His defense was as advertised and delivered on what I expected. He was a dominant interior presence against everyone not named Kenny Lofton, and even then he defended Lofton well on most of their possessions matched up together. The Summer League refs were not the greatest, as you might expect, and a few goaltending calls were wrongfully whistled against Chet. His timing and instincts on this end are truly phenomenal; pairing that with his length produces a pretty dominant shot-blocker on the interior. He had a few mistakes on the perimeter when switched out onto quicker players.
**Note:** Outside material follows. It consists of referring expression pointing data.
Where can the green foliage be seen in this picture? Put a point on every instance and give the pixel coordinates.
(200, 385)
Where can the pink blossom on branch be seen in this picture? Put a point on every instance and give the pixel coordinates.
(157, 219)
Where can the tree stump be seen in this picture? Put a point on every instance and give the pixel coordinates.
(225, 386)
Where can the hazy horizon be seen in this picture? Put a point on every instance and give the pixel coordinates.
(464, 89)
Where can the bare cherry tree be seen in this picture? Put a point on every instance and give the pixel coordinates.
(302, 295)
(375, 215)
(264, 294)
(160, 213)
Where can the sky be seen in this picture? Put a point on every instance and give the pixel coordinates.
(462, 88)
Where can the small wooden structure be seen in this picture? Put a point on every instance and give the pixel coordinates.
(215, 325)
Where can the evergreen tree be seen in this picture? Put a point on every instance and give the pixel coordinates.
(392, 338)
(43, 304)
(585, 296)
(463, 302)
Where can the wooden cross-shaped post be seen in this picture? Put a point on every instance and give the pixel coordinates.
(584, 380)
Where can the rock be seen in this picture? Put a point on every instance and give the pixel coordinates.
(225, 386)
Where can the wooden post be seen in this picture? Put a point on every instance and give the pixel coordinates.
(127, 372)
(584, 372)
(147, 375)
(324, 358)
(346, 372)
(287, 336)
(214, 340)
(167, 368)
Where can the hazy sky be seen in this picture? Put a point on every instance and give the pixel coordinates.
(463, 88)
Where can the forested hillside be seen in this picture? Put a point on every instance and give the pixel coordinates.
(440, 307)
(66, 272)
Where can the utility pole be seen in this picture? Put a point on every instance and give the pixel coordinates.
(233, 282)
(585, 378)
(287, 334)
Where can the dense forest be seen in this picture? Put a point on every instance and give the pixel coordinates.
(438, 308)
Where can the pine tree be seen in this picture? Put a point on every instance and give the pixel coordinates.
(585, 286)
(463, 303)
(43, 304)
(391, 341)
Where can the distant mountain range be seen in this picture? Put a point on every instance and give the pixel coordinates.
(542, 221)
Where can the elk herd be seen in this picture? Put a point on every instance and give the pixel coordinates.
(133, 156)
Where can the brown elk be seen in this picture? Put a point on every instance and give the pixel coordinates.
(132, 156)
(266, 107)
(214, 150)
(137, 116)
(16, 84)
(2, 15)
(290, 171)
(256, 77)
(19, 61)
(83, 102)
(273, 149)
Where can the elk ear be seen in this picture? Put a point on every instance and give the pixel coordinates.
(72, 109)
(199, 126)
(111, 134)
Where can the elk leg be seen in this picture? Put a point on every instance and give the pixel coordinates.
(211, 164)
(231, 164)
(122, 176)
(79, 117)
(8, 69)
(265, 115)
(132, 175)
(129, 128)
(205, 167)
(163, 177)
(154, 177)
As I said pre-draft, he is not Evan Mobley in that aspect, so I wouldn’t expect him to be able to hang out there consistently.

A couple of nitpicking issues that I have with Holmgren as I have such high regards for him as a player: his screening was pretty terrible and his handle was a bit loose. His screens so far have provided the ball handler with almost no advantages and he does not make good contact with the defender when setting them. Regarding his handle, I thought on reps where he had the ball and behind-the-back and other moves, it was shaky more often than not. This isn’t a huge deal immediately, because he’s 7’1 tall and has many other skills, but tightening the handle will be a big step if he’s ever going to be a star offensively.